Stało się, prezydent podpisał ustawę ograniczającą handel w niedziele. Początkowo zostaną dwie niedziele handlowe w miesiącu, w przyszłym roku już tylko jedna, a w kolejnym w ogóle, oprócz przedświątecznych wyjątków. Chleb kupimy w osiedlowych sklepikach, alkohol na stacjach benzynowych, ale z ubraniami może już być problem. Choć i tu już pojawiły się pomysły, czyli showroomy i sklepy samoobsługowe.


Czy ograniczenia w niedzielnym handlu będą dla Ciebie kłopotliwe?

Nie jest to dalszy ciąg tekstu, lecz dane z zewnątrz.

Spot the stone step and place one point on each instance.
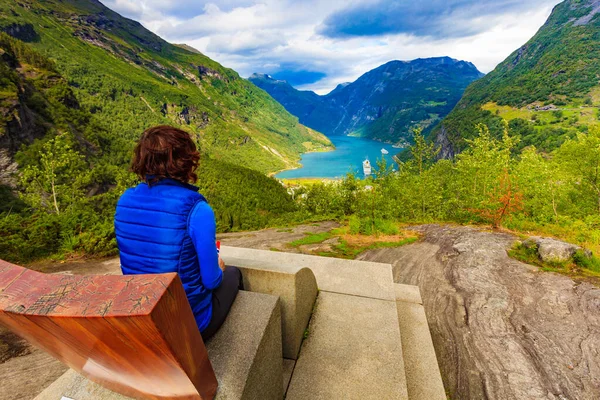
(360, 278)
(353, 351)
(423, 377)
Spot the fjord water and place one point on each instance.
(348, 156)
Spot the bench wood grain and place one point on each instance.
(135, 335)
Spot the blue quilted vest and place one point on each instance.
(151, 224)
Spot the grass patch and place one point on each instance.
(350, 251)
(351, 243)
(311, 238)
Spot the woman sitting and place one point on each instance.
(164, 225)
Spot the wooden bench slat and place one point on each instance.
(135, 335)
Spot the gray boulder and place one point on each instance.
(553, 250)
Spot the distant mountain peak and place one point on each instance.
(384, 103)
(560, 64)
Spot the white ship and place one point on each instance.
(367, 167)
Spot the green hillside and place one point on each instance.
(548, 89)
(131, 79)
(78, 85)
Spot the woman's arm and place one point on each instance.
(203, 231)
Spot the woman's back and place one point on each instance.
(152, 228)
(165, 225)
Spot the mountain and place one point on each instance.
(548, 89)
(129, 79)
(383, 104)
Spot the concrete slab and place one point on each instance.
(408, 293)
(246, 352)
(74, 386)
(297, 292)
(288, 370)
(353, 351)
(423, 378)
(360, 278)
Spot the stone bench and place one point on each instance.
(119, 332)
(296, 288)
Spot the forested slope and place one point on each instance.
(130, 79)
(548, 89)
(78, 85)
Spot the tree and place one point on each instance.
(503, 201)
(581, 157)
(57, 180)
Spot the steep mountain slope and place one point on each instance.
(548, 89)
(382, 104)
(130, 79)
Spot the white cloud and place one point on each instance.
(270, 36)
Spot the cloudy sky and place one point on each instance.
(317, 44)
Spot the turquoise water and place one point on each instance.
(348, 156)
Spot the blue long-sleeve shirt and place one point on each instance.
(202, 228)
(169, 227)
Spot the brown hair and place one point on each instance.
(165, 152)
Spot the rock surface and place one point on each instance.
(502, 329)
(553, 250)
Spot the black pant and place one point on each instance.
(222, 299)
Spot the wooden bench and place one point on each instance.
(134, 335)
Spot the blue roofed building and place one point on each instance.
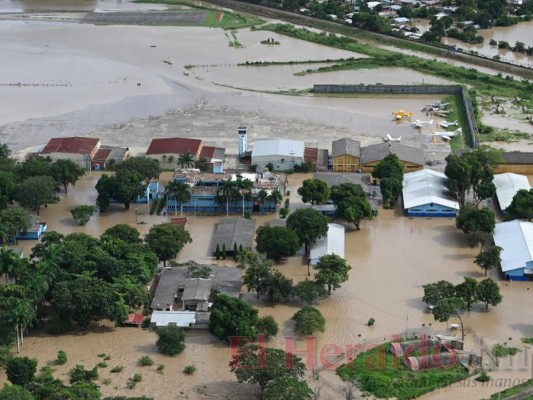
(425, 194)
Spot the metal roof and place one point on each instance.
(346, 146)
(516, 239)
(333, 243)
(425, 187)
(184, 319)
(278, 147)
(507, 185)
(76, 145)
(378, 152)
(233, 230)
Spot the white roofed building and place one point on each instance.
(516, 239)
(332, 243)
(283, 154)
(425, 194)
(507, 185)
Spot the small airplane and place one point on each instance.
(447, 135)
(401, 114)
(446, 124)
(389, 138)
(419, 124)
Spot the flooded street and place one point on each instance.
(391, 256)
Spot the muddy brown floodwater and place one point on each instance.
(391, 257)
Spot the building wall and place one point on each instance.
(525, 169)
(407, 166)
(431, 210)
(345, 163)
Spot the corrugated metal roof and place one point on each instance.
(507, 185)
(333, 243)
(516, 239)
(378, 152)
(174, 146)
(76, 145)
(424, 187)
(345, 146)
(278, 147)
(184, 319)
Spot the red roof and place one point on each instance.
(78, 145)
(175, 146)
(182, 221)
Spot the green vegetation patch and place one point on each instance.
(383, 375)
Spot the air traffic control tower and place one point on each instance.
(243, 140)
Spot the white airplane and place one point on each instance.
(389, 138)
(446, 124)
(419, 124)
(447, 135)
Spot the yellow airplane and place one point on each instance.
(401, 114)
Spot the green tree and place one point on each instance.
(170, 340)
(15, 220)
(15, 392)
(489, 258)
(308, 321)
(488, 292)
(448, 307)
(147, 168)
(186, 160)
(232, 317)
(66, 172)
(288, 388)
(309, 225)
(83, 213)
(21, 370)
(260, 366)
(167, 240)
(314, 191)
(123, 232)
(521, 207)
(309, 291)
(468, 292)
(434, 292)
(180, 192)
(471, 219)
(267, 325)
(35, 192)
(332, 270)
(277, 242)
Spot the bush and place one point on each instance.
(61, 357)
(146, 361)
(189, 369)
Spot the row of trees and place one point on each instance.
(446, 299)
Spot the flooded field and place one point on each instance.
(391, 258)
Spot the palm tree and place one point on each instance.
(226, 192)
(186, 160)
(181, 192)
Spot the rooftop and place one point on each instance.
(76, 145)
(516, 239)
(426, 186)
(378, 152)
(174, 146)
(507, 185)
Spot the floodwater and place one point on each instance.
(391, 257)
(520, 32)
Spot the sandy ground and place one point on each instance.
(87, 83)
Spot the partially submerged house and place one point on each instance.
(507, 185)
(516, 239)
(231, 232)
(411, 158)
(425, 194)
(332, 243)
(346, 155)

Po wielu zwrotach akcji ws. zakazu handlu w niedziele i kilkunastu wersjach rozwiązania, ustawa po podpisie prezydenta wchodzi w życie 1 marca 2018 r. Początkowo pozostaną dwie niedziele handlowe w miesiącu (pierwsza i ostatnia), w 2019 już tylko jedna, a całkowity zakaz będzie obowiązywał od 2020 roku, oprócz przedświątecznych wyjątków. Po 2020 r. handlowe będą już jedynie dwie niedziele poprzedzające święta Bożego Narodzenia, niedziela poprzedzająca Wielkanoc oraz ostatnia niedziela w styczniu, kwietniu, czerwcu i sierpniu - tylko w te będzie można handlować bez ograniczeń.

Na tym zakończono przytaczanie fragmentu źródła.